Qui va l'emporter ?

Le prénom Zoé ou la marque Zoé de la future voiture électrique Renault ?

 

 

 

L'on sait que par le passé, lorsque des parents choisissaient un prénom pour un de leurs enfants, ils étaient limités dans leur choix, notamment par les saints du calendrier et ne pouvaient pas donner libre cours à leur imagination.
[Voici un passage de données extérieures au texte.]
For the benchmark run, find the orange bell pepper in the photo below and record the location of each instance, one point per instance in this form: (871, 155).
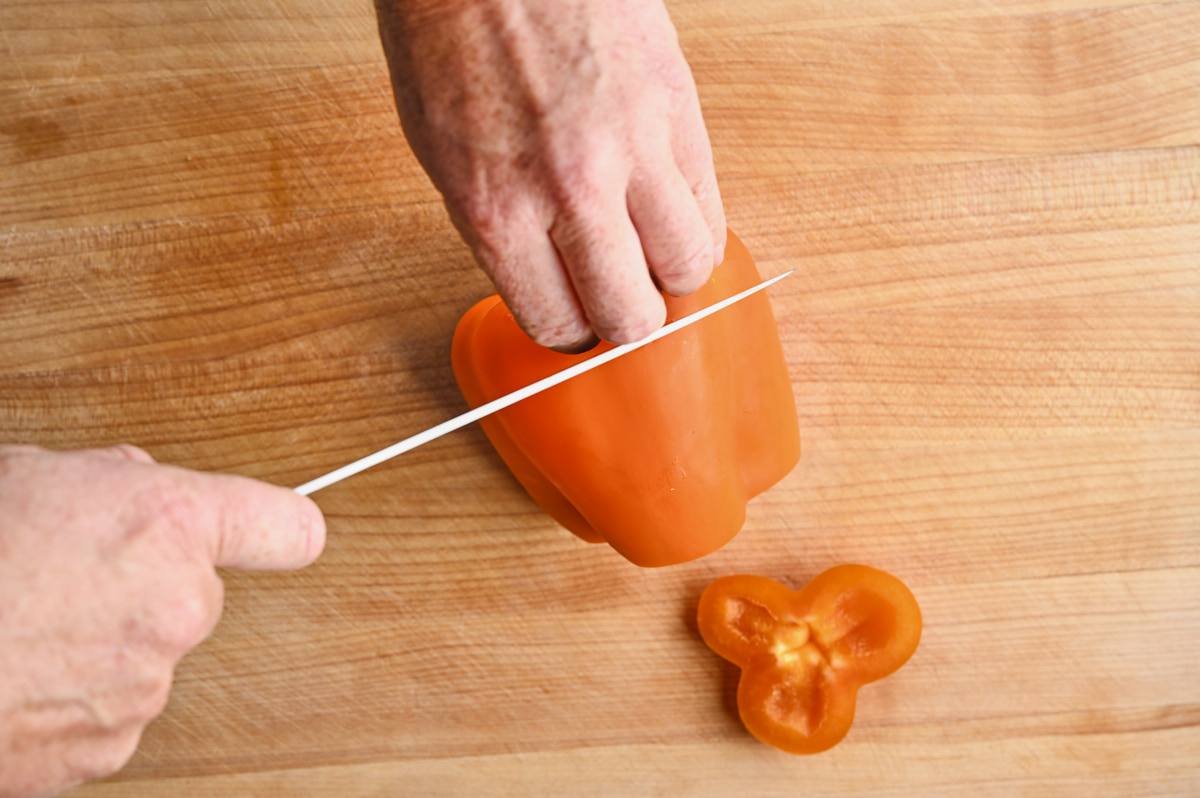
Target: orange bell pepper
(804, 654)
(658, 451)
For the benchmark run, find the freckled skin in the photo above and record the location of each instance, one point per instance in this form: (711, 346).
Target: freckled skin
(107, 580)
(567, 139)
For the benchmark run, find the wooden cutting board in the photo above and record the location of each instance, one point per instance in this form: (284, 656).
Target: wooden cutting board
(216, 245)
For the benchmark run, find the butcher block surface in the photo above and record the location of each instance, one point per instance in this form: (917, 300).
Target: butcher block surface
(215, 244)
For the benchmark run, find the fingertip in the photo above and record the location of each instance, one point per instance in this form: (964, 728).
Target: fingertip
(262, 527)
(719, 244)
(577, 347)
(312, 528)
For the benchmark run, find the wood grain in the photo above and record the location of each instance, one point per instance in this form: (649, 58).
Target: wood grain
(216, 244)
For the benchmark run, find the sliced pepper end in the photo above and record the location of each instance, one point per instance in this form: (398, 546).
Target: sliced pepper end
(805, 654)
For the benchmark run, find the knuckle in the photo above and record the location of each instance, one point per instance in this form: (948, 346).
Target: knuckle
(105, 756)
(689, 271)
(190, 617)
(631, 328)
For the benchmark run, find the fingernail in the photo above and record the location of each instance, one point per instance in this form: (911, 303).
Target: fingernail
(587, 343)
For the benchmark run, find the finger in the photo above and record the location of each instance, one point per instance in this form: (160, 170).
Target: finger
(607, 267)
(256, 526)
(534, 285)
(694, 156)
(123, 451)
(676, 238)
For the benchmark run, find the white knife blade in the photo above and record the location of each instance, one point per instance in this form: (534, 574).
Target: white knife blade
(508, 400)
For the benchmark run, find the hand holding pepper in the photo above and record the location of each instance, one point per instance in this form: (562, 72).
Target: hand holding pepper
(567, 139)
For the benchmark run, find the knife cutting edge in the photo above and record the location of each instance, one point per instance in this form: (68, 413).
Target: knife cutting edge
(508, 400)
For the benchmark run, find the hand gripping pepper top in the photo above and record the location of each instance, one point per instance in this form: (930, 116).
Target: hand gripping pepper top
(659, 451)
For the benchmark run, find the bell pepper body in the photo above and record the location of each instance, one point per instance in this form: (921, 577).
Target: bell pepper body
(659, 451)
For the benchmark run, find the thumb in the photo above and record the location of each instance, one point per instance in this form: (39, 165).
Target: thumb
(261, 527)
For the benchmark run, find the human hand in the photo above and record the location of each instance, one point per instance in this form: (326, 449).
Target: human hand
(106, 581)
(567, 139)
Mais cela a changé et aujourd'hui, ils disposent de beaucoup plus de liberté.

 

De ce fait, il arrive qu'un prénom ainsi librement choisi se heurte à des droits antérieurs de tiers, confirmés en particulier par un ou des dépôts de marque.

 

C'est ainsi que de nos jours, marque et prénom ne font pas toujours bon ménage.

 

Exemples :

- La société Renault a attaqué, mais sans succès, des parents qui avaient appelé leur enfant Mégane, terme qui faisait l'objet d'un dépôt antérieur de marque pour désigner une nouvelle voiture.

 

- Une couturière dénommée Milka B. qui avait adopté pour son magasin l'enseigne Milka Couture s'est fait condamner, à la demande de la société Kraft Foods Schweitz Holding, titulaire de la marque Milka adoptée en 1901 et notoirement connue, pour avoir choisi comme nom de domaine la dénomination milka.fr, de surcroît associé à un site présentant un fond de couleur mauve-lilas, rappelant à s'y méprendre la teinte qui accompagne traditionnellement la marque Milka. Le prénom Milka a été ainsi condamné pour affaiblissement "de la force d'attraction des marques Kraft Foods" (Tribunal de grande instance de Nanterre, 14 mars 2005, confirmé par la Cour d'appel de Versailles, 27 avril 2006).

 

Aussi pour chercher à mettre le holà à cet usage de prénoms considéré par certains comme abusif, s'est constituée "l'Association pour la défense de nos prénoms (ADNP)". Son objet consiste "à empêcher, par tous moyens légaux disponibles, l'utilisation de prénoms pour dénommer tous concepts industriels, produits commerciaux et objets de consommation ; mettre tout en oeuvre pour qu'aucune entreprise ne puisse plus désormais appeler l'un de ses produits ou concepts par un prénom, comme le font entre autres des constructeurs automobiles, des fournisseurs d'accès à internet ou des fabricants d'électroménager en orientant leur stratégie marketing sur l'affect qu'évoquent les prénoms pour stimuler leur vente ; pour lutter contre la ridiculisation et la chosification de nos prénoms et protéger la personnalité des individus ; étudier la possibilité qu'un projet de loi soit déposé pour interdire l'attribution d'un prénom à un produit de consommation. Siège social : 64, rue d'Orsel, 75018 Paris. Site internet : http://www.adnp.fr. Date de la déclaration : 2 mars 2010."

 

Cette association n'a pas manqué de se mettre sur les rangs dans l'affaire qui actuellement défraye la chronique et que le Figaro résume le 20 mai 2010 dans son titre "Zoé Renault se rebiffe contre Renault et sa Zoé".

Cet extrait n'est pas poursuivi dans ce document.